La population de la Chine a continué à croître en 2020, a déclaré le Bureau d’Etat des statistiques (BES). Des données spécifiques seront publiées dans le bulletin du 7e recensement national de la population, a indiqué le BES dans un communiqué sur son site web.

Le BES a répondu aux articles de presses évoquant une baisse pour la première fois depuis cinq décennies en Chine.

Dans son édition du 27 avril, le Financial Times a annoncé que la population de la Chine était passée sous la barre des 1,4 milliard l’an dernier par rapport à 2019, citant des sources proches du dossier.

«A notre connaissance, en 2020, notre population a continué de croître», a déclaré le BES dans un bref communiqué, ajoutant que les données détaillées seraient dévoilées lorsque les résultats du recensement décennal seraient publiés.

La Chine, qui fait face à un vieillissement accéléré de sa population, est confrontée à une baisse de son taux de natalité. L’an dernier, le nombre des naissances a reculé de 15% à 10,035 millions par rapport à 2019, a annoncé le ministère de la Sécurité publique.

De son côté, la Banque populaire de Chine a estimé que la population active diminuera de 0,5%  jusqu’en 2025. En 2050, à scénario identique, la population active aura diminué de plus de 15%.

Selon la banque, la Chine devrait investir davantage dans les zones en développement du centre et de l’ouest du pays. Le pays devrait également investir plus d’argent dans les pays en développement pour bénéficier de leur main-d’œuvre. En outre, le système de retraite chinois devrait être réformé, et la politique de natalité abandonnée.

Le BES n’a pas précisé si la croissance de la population de la Chine avait été mesurée par rapport à 2019 ou par rapport à 2010, ce qui signifie que la population aurait pu croître par rapport à la décennie précédente tout en reculant par rapport à l’an dernier.

Pour la Chine, le sujet démographique est très sensible. Interrogé par Radio France Internationale, le sinologue et directeur de recherche émérite au CNRS, Jean-Philippe Béja, a expliqué que «le Parti communiste doit tout simplement avoir le monopole de l’information. Il ne supporte pas que d’autres, et de surcroît un média étranger, annoncent une baisse de la population».

Ce dernier a indiqué que «la Chine mène une course contre la montre pour devenir au moins la deuxième, si ce n’est la première puissance mondiale. Donc, l’enjeu est de se placer constamment en haut des classements. Alors, si la population commence à baisser, cela voudrait dire que l’Inde va peut-être bientôt dépasser la Chine. Cela n’est pas supportable aux yeux des dirigeants chinois». 

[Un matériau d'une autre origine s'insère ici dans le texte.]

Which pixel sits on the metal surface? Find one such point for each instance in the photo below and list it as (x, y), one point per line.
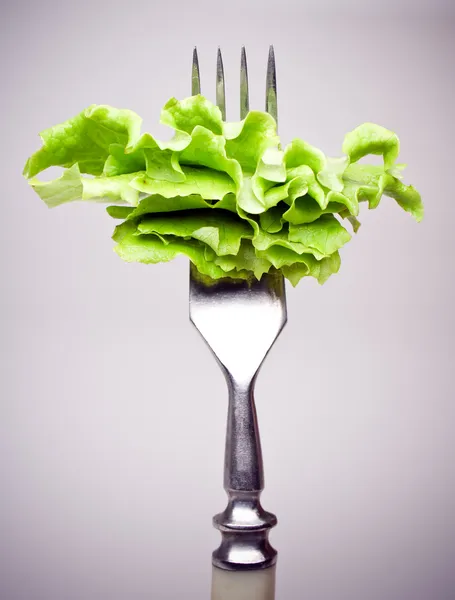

Cependant, «l’objectif de la Chine était d’arriver à un pic de sa population pour redescendre ensuite. Mais cela a évidemment un certain nombre de conséquences économiques et sociales. Le problème est notamment le vieillissement de la population. Or, ce que l’on a vu, et le Bureau National des Statistiques (BNS) ne l’a pas démenti, c’est qu’en 2020, le nombre des naissances n’a jamais été aussi bas depuis 1961. Rappelons-nous que le Japon était déjà riche quand il est devenu vieux. La Chine n’est pas encore véritablement riche, elle sera donc vieille avant d’être riche, et cela pose problème ».